3. « 90 % des Burkinabés qui soutiennent IB veulent s’installer en Côte d’Ivoire »
Le 19 octobre, un compte X critique envers le pouvoir du Burkina Faso a affirmé que « 90 % des Burkinabés soutenant Ibrahim Traoré sont des délinquants qui rêvent de déstabiliser la Côte d’Ivoire et s’y installer. » Ces affirmations manquent de toute base factuelle, et les recherches effectuées par BenbereVerif n’ont révélé aucun pourcentage crédible concernant le nombre de burkinabè soutiens du capitaine Traoré qui « rêvent » de s’installer en Côte d’Ivoire.

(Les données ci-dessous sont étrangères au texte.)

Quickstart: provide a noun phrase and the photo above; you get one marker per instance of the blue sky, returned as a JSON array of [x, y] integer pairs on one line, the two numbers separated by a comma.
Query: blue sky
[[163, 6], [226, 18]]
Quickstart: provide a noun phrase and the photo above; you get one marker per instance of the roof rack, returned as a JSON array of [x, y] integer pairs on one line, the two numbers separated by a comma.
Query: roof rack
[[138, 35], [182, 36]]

4. L’usage de termes dégradant
Certaines pages désignent les Ivoiriens par le terme « Woubi », un terme péjoratif désignant les homosexuels, et la Côte d’Ivoire par « Woubikistan ». Ce phénomène est notamment observé sur Mali Info Universel, une page Facebook ayant plus de 135 000 abonnés, qui insulte systématiquement la Côte d’Ivoire avec des termes dégradants. Cette animosité est exacerbée par une montée de l’homophobie dans le pays. Le 30 août, le ministère ivoirien de la Justice a dû publier un communiqué pour démentir les allégations selon lesquelles la loi ivoirienne protégerait les homosexuels. Malgré cela, des discours haineux continuent de circuler.

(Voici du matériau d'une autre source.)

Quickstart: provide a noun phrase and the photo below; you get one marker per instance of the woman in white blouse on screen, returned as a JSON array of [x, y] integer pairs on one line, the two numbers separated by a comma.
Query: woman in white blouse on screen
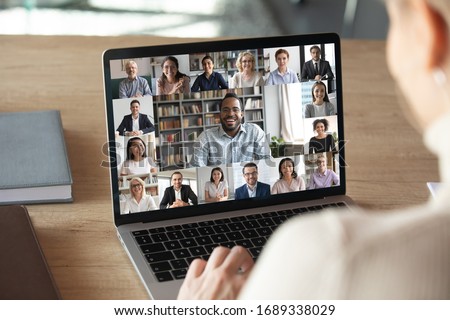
[[247, 75], [402, 254], [216, 189], [139, 200]]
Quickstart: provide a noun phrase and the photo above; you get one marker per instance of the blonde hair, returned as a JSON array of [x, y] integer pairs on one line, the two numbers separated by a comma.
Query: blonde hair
[[241, 56], [141, 182]]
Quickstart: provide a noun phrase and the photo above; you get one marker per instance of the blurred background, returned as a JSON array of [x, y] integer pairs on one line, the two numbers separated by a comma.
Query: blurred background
[[364, 19]]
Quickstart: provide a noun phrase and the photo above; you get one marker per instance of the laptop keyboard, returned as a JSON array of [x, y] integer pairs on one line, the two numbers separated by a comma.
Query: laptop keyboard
[[170, 250]]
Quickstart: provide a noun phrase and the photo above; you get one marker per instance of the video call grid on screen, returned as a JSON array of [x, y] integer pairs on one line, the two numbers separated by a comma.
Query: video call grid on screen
[[180, 118]]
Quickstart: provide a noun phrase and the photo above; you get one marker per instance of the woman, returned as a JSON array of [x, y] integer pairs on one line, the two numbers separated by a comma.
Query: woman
[[321, 106], [139, 200], [322, 142], [322, 177], [172, 80], [216, 189], [209, 79], [354, 255], [137, 161], [289, 180], [282, 74], [247, 75], [178, 194]]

5. Mise en perspective : la Côte d’Ivoire et le Sénégal ont-ils trahi l’Afrique ?
La Côte d’Ivoire et le Sénégal ont été critiqués pour leur abstention lors d’un vote du 17 octobre à l’ONU sur un projet de résolution contre le colonialisme proposé par la Russie. Certains internautes les accusent de trahison, les qualifiant d’« esclaves de salon ». Cependant, d’autres pays africains, tels que le Liberia et le Maroc, ont également choisi de s’abstenir, tandis que d’autres, comme le Bénin, le Botswana, le Tchad, le Cap-Vert, la Gambie, la Mauritanie, le Rwanda, le Soudan et le Soudan du Sud, ne se sont pas présentés pour voter, ce qui est aussi une forme d’abstention.

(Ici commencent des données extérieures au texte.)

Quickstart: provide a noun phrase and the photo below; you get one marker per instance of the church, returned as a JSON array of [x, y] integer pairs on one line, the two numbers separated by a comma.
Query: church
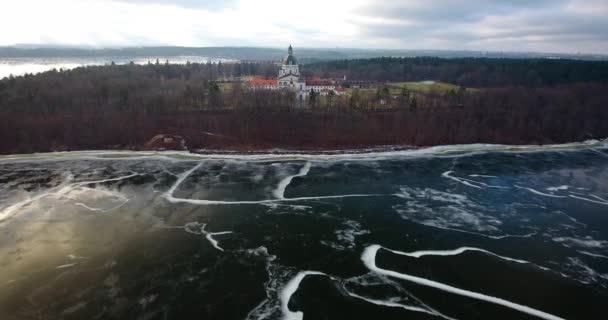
[[289, 78]]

Même si ce texte a été adopté (99 voix pour, 1 contre, 61 abstentions), la raison pour laquelle nombreux pays y compris africains se sont abstenus est à trouver dans « le paradoxe colonial de la Russie ». Beaucoup de pays se méfient de la Russie de Vladimir Poutine, qui propose des textes contre la colonisation à l’ONU tout en menant une guerre considérée par certains comme « coloniale » en Ukraine.
Les messages de haine et la désinformation ciblant la Côte d’Ivoire émergent dans un contexte de tensions, notamment entre l’AES et la Communauté économique des États de l’Afrique de l’Ouest (CEDEAO). L’incapacité de ces deux blocs à trouver des solutions aux nombreux points de désaccord entraîne des divisions parmi les citoyens de leurs pays membres.
Malgré les conflits politiques, il est essentiel que les citoyens des nations appartenant à ces deux blocs se rappellent l’importance du respect mutuel. Ils doivent, en effet, considérer qu’ils sont voisins et qu’ils sont condamnés à vivre ensemble.